Christine Boyer writes a chapter in the book Philosophical Streets, by Dennis Crow.
"...fragmented elements of the city whole are planned or redeveloped as autonomous elements, with little relationship to the whole and with direct concern only for adjacent elements. Fragments of the city are regulated, for example, by special district or contextual zoning, or historic preservation controls, but say nothing about the city as a whole.(...) To play on the analogy futher, this recursive mentality is serial.
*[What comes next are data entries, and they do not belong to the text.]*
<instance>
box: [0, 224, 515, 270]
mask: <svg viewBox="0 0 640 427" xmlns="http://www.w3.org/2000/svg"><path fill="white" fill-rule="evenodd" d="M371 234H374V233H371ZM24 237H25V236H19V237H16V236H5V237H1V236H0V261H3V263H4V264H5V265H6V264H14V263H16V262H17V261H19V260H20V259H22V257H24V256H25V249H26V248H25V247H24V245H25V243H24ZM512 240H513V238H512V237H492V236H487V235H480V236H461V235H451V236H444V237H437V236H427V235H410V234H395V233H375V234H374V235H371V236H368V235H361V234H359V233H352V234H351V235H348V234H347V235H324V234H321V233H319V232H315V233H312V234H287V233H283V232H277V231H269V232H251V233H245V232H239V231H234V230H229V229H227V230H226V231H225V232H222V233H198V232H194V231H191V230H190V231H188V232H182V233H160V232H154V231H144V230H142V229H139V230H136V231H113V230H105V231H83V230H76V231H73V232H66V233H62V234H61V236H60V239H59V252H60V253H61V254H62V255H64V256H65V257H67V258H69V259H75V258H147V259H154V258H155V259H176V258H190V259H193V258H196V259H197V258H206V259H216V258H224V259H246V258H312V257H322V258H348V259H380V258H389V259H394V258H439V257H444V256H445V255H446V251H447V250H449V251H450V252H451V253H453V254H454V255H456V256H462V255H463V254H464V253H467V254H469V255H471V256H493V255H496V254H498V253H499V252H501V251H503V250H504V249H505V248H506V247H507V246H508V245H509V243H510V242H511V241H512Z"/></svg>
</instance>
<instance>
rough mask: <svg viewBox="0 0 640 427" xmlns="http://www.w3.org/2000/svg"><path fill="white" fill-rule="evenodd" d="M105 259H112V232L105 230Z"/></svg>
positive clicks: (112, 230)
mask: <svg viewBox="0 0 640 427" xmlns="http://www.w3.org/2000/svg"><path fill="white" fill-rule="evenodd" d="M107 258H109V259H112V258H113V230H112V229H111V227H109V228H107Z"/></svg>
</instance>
Mass production is serial so that it is not surprising to find the mass production of city spaces in late capitalism taking on a serial appearance, producing already known patterns or molds of places almost identical from city to city."
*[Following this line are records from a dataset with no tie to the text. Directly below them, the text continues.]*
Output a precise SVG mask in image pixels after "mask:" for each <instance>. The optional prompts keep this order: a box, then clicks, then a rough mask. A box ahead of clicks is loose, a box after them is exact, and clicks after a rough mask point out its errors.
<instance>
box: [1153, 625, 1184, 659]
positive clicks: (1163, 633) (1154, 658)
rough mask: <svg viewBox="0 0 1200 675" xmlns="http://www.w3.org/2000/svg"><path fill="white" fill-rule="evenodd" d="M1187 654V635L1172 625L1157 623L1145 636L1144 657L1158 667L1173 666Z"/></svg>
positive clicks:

Boyer, M Christine, 'The Return of Aesthetics to City Planning', in Philosophical Streets, New Approaches to Urbanism, edited by Dennis Crow, Urbs et Orbi: The Urban Project, volume 1, Maisonneuve Press, 1990, p96
In the context of a book that appears too far from practice to be of much value outside academia, due to a heavily philosophical language, Boyer speaks in a language that can be understood by a broader audience.
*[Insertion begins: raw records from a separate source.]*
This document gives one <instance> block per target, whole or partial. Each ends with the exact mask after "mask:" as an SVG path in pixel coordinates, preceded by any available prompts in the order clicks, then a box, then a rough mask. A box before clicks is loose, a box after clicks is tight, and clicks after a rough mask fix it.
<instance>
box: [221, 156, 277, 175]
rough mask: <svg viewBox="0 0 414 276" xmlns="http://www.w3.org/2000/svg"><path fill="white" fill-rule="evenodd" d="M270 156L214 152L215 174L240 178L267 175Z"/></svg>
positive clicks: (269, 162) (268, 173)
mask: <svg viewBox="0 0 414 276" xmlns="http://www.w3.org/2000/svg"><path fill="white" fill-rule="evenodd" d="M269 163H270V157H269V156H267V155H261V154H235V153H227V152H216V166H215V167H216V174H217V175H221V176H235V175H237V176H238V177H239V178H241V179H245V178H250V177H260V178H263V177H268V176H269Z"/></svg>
The repetition of urban patterns became ubiquitous since the 1960s, but it did especially in urban projects of the 1980s and 1990s. Waterfronts, boulevards, squares, plazas, urban regeneration in general, follows patterns that create urban spaces that appear and feel disconnected from the place and culture they belong to. This applies to streets to a certain extent, but streets are better at keeping a memory of place, for it is hard to erase their identity unless they are partially or completely demolished.